Bows: Empowering or restrictive?
By Giorgia Previdoli
Reading Sahdia's blog about her long term love relationship with bows made me smile, my experience could not have been more different! As a girl I couldn’t stand bows, frills, pink, princesses or Barbies. I grew up in Italy in the 80's. Gender neutral was really not an option at that time. I moved to the UK more than 5 years ago and something I really like is that appearance and personal preferences don't seem to matter here. Not as much as in Italy at least. As a girl, in the 80s, you were supposed to like girly things, like playing with dolls, wearing pretty dresses, having your hair long and possibly tied in majestic pink bows. At primary school, football was my favourite game, even if I have always been extremely bad at playing it.

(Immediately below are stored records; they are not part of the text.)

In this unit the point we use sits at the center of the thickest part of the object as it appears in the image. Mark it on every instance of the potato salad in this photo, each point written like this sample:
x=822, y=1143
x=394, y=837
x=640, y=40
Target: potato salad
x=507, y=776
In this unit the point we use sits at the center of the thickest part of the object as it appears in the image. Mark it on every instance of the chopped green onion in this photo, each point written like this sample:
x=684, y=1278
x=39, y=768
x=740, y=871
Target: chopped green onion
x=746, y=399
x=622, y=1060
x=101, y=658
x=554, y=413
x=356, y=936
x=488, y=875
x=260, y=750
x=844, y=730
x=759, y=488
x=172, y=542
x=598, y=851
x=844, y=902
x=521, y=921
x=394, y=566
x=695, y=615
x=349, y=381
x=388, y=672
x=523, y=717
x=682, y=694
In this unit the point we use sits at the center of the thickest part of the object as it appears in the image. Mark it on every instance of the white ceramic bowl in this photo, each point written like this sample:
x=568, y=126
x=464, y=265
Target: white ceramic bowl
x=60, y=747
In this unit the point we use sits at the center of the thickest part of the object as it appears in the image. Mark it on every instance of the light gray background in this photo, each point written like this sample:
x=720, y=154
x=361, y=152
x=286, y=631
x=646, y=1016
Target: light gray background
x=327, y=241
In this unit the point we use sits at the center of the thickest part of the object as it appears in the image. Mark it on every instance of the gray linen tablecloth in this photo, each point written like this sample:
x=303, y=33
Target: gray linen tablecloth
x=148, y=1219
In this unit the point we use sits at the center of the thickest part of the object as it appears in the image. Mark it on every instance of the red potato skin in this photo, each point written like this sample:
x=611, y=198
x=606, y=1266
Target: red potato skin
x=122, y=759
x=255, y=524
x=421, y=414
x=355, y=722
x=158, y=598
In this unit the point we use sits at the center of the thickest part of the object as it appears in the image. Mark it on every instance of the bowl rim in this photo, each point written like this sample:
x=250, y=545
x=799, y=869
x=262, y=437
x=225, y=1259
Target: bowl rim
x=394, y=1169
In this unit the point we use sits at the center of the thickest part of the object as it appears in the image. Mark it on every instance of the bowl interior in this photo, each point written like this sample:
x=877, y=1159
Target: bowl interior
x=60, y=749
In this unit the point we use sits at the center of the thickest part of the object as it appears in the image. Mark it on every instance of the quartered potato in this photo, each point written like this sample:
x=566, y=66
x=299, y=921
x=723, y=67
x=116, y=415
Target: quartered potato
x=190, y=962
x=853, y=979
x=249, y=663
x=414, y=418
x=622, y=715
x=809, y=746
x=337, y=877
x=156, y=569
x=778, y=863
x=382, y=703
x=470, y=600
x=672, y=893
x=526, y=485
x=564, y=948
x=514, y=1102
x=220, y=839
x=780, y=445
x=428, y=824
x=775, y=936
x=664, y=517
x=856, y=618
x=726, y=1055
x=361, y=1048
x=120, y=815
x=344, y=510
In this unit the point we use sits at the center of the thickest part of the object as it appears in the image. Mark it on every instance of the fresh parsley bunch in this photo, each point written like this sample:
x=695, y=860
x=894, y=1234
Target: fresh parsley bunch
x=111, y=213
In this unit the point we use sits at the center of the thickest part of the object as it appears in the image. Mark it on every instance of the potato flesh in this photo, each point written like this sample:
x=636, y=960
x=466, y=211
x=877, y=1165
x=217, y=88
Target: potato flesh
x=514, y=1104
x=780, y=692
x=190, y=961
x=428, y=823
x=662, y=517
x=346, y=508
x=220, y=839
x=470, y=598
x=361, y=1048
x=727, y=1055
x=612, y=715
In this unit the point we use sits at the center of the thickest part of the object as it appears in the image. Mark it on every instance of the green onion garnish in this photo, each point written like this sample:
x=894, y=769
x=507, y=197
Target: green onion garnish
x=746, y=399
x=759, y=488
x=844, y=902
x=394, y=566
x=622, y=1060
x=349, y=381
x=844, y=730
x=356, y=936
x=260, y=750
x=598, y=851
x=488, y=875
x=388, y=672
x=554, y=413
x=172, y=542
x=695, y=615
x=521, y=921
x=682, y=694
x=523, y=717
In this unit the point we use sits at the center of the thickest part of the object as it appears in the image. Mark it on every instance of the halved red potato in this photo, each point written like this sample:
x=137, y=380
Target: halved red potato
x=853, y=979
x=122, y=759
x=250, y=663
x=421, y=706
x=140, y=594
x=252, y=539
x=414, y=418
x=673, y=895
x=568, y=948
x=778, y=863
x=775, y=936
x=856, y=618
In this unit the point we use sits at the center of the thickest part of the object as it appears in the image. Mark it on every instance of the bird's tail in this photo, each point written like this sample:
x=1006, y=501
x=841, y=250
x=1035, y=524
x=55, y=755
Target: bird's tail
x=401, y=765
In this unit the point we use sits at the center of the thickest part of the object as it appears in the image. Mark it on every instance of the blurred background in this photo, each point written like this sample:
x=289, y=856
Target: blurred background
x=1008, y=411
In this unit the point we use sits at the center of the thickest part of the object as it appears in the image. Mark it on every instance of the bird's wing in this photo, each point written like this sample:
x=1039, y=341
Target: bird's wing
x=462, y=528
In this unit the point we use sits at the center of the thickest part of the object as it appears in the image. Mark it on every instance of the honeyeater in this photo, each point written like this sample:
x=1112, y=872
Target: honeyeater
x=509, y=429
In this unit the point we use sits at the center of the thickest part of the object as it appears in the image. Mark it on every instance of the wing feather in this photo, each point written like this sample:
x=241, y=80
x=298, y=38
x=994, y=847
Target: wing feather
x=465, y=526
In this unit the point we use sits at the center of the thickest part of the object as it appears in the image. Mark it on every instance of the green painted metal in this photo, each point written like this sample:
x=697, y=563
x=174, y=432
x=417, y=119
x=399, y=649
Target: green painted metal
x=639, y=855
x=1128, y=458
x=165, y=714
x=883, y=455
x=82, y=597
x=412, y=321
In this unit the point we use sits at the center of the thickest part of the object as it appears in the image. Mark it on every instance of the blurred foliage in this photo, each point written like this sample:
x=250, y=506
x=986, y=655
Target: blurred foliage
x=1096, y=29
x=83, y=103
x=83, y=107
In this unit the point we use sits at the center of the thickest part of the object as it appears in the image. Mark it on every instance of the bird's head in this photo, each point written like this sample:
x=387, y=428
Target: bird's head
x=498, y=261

I was playing every morning at school and every afternoon with my boy cousin, who would have rather played Barbies instead, but I was not so keen. Living on the coast I used to love summer for many reasons, but especially because, at the start of the hot season, I was allowed to cut my hair very short. It was more practical to go the beach, my mother would say pragmatically. To me, summer, sea and short hair all had the same flavour, they all tasted of freedom. I hated bows, and especially pink ones, because, according to many adults around me, I was supposed to wear bows and dresses (and love Barbies and pink) in order to be a girl (not just to look like a girl..). Things have slowly moved on in Italy too, but maybe it s not a coincidence that my cousin and myself are the only ones who left Italy in my family. And we both live in the UK. I don’t have an opinion on bows now and I have really enjoyed wearing myself the bows Sahdia made for my 3 year old daughter Viola. Gender identity construction and symbolism are so fascinating to me. I am intrigued by the fact that the same object carries opposite meaning to different people. I was intrigued by the idea of wearing a bow to express independence. And I agree, there are still many preconceptions out there about how a female academic should look I like Sahdia's idea of empowering bows. I hope my daughter will feel able to express herself when she grows up. I hope she will find her own way to challenge preconceptions around look and appearance.